Two graduate students of the University of Michigan – Shanghai Jiao Tong University Joint Institute (UM-SJTU JI, JI hereafter) displayed their exceptional talents at the 2nd International Symposium on Structures and Materials Inspired by Origami (SAMIO 2023), claiming two Best Oral Presentation awards for their papers. The international symposium held in Shaoxing of East China’s Zhejiang Province recently was attended by representatives from global leading universities such as Oxford University, California Institute of Technology, the University of Tokyo, National University of Singapore, Tsinghua University, Peking University, and SJTU.
Doctoral student Kai Xiao and master student Zihe Liang, both from the research group (S-Lab) of JI Associate Professor Jaehyung Ju, won the awards with their presentations titled “Flat-foldable and shape-lockable 3D curvilinear modular origami structures” and “3D Curvilinear Panel-Deformation-Inspired Morphing of Origami by 4D Printing” respectively.

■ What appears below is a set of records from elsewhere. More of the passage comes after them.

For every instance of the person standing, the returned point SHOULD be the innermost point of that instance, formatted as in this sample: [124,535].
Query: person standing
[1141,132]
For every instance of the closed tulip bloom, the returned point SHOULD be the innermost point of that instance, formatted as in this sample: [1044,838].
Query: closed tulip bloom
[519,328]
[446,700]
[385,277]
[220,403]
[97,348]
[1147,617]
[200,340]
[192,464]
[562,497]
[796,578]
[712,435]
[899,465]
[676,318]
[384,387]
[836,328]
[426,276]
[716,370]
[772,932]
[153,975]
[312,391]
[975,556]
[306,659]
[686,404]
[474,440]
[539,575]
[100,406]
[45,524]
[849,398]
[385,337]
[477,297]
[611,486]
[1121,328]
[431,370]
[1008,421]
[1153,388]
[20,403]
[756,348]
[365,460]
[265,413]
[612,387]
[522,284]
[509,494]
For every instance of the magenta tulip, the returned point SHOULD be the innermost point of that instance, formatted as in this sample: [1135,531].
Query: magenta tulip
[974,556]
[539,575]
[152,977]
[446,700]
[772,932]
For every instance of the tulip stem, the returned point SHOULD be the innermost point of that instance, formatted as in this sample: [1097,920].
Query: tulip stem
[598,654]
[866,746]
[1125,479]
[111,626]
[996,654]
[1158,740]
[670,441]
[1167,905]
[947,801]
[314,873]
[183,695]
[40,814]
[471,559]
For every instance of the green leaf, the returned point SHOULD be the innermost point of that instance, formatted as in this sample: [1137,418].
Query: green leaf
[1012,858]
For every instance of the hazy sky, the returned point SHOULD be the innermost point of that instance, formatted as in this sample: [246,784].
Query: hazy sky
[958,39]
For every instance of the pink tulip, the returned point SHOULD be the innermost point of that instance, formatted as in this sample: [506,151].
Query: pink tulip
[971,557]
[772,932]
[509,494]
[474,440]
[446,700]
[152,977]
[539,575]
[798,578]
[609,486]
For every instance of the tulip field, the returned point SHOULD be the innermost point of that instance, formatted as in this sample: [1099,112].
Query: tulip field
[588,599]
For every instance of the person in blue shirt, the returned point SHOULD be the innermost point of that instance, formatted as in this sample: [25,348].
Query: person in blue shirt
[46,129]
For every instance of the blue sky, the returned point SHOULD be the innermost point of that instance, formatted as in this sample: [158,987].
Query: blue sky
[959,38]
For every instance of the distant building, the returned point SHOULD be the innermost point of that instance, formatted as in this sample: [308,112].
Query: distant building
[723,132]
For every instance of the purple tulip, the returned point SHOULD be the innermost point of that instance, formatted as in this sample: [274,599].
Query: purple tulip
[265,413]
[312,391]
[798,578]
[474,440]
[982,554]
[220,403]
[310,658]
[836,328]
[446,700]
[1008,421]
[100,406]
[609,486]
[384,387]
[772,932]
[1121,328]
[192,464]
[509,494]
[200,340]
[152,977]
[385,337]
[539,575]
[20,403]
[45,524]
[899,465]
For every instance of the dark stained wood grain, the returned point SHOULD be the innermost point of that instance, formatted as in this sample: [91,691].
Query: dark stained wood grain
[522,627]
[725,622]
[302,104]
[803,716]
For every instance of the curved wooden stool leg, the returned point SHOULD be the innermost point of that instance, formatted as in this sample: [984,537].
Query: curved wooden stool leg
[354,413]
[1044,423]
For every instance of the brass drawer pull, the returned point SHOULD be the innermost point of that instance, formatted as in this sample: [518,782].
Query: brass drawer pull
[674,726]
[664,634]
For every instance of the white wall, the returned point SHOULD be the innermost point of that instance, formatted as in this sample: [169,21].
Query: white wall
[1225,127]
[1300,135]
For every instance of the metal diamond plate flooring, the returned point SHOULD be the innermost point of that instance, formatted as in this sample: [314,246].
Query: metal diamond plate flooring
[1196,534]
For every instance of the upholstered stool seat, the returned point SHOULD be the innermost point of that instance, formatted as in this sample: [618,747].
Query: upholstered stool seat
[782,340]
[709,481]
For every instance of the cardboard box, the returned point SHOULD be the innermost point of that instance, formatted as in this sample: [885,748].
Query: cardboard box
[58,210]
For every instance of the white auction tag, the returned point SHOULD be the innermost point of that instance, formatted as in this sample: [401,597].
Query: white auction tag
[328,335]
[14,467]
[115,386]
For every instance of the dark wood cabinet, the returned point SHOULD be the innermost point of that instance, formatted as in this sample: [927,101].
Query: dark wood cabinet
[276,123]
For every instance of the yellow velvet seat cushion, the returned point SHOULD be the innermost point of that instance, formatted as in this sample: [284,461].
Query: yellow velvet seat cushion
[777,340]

Figure 1. Inverse design of flat-foldable origami-inspired metamaterials
Shape-morphing structured materials, which change their shapes from one state to another, tuning their physical properties in adapted, active, and even intelligent ways to varying physical environments. However, most prior morphing materials actuated by various stimuli are limited to one-dimensional (1D) or 2D geometries (e.g., spatial curves or surfaces). 3D volumetric shape-morphing has remained inaccessible for the lacking of fundamental understanding of structural and material complexity in high dimension. To address this issue, Xiao of Professor Ju’s team proposed a design strategy focusing on structural reconfiguration inspired by 3D modular origami. The research work unlocks previously inaccessible design space of 3D morphing, enabling reconfiguration to arbitrary 3D volumetric shapes on user’s demand. This mathematical framework can be readily adopted by others, including those outside this field such as aerospace, biomedical, and micro-robotics, to create customized morphing solutions tailored to their specific applications.
Figure 2. Curvilinear surface with negative Gaussian Curvature applied to Yoshimura-inspired pattern
The active shape morphing from 2D to 3D using smart materials holds significant value in various fields, including customized mass production and convenient logistics for storage and transportation, as required by Industry 4.0, and manufacturability of three-dimensional structures in micro-nano devices, breaking the limitations of 2D microfabrication. Particularly in fields such as biomedicine, marine engineering, aerospace, and robotics, the shape-morphing from 2D to 3D requires surface deformation. To address these needs, Liang of Professor Ju’s team utilized 4D printing based on shape memory polymers to program the anisotropic residual stress, enabling the printed two-dimensional structure to exhibit non-Euclidean plate morphing and non-zero Gaussian curvature. This mechanism was applied to non-rigid origami patterns, and a corresponding thermomechanical model was constructed to explain and analyze the process, thereby achieving prediction of the final configuration. The research work holds significant importance in the design and manufacturing of three-dimensional micro-nano devices, biomedical device design, and robotics applications.